Growing up, I lived at the end of a rarely frequented cul-du-sac. My bedroom window faced the front of the house and thus I had a perfect view of the street, often barren except for the occasional neighbor coming home or lost driver needing to turn around. The stillness outside my window was my solace. At night, when it was most quiet, I would stare out into the nothingness, the view was so familiar and unchanging it seemed to disappear and became a blank canvas for whatever mental pictures my mind was drawing forth. I cant even begin to try and number the life altering decisions that were made while starting through that 4x6 piece of glass but they were many, that's for sure. That window was covered in real wooden louvered shutters (which have since been taken down and now serve as inventory displays in Bellybou'). The sound of their opening and closing is so nostalgic. To this day it instantly takes me back to my days on wonder, when contemplations about life and the universe ran wild in my mind and possibilities for the future seemed limitless. My spot just inside that window is a truly sweet one. I will never forget it.

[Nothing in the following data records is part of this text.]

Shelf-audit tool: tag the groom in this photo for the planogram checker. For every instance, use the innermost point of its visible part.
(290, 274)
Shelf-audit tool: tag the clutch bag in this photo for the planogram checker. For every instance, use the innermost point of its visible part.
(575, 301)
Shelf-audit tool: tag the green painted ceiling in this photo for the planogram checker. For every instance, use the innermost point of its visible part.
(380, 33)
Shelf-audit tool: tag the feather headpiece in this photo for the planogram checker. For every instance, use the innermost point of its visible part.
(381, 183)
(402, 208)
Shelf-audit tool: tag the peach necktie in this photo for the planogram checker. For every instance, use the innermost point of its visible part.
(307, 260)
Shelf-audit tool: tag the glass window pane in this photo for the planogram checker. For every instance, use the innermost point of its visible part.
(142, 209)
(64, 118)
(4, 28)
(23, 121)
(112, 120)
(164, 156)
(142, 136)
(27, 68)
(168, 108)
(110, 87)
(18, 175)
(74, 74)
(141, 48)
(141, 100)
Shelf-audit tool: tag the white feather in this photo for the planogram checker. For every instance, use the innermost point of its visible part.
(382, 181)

Despite having lived in a myriad of different places, all fashioned with some amount of windows, there has yet to be a window as significant as the one I just described. Until now. As I was perusing Facebook (I embarrassingly admit that I do that from time to time), I stumbled across these photos and I was struck by the instant realization of the significance of this window. And though I am presently hoping, praying with all faith and fervor to escape detention from behind its view, it has already left its mark of significance on my life. I have spent an approximated 2850 hours behind this window and during the course of that time have experienced full spectrum of my emotional repertoire. I have wept achingly, rejoiced with jubilation, raged with fury - and everything in between. I have lived a lot of life from this view, decided on a lot of things like what to name my child and to teach my children at home (I may not have been able to make that decision had I not had this chance to be away from home for a time). Regardless of how I will ultimately characterize the summation of my time here, the fact is that this window's view, the perspective with which I see the world from here - and all of the thoughts and feelings that go along with that, have made lasting impressions on my life.
So, I celebrate this window. And all the windows that have ever shaped my view of life by providing me with a backdrop on which to think and ponder and dream and change and grow and cry and work and rest.
I am happy to have these photos to commemorate its creation. Little did I know then what this 18'x10' wall of glass would mean to me.
No glass yet. Just frame. We would walk right through them.
Hiding what's inside.
There she is. I like looking through the other way - a view I rarely have
except on my usual mad dash to get inside on time.
Are there meaningful windows from your past or present? What significance do they hold?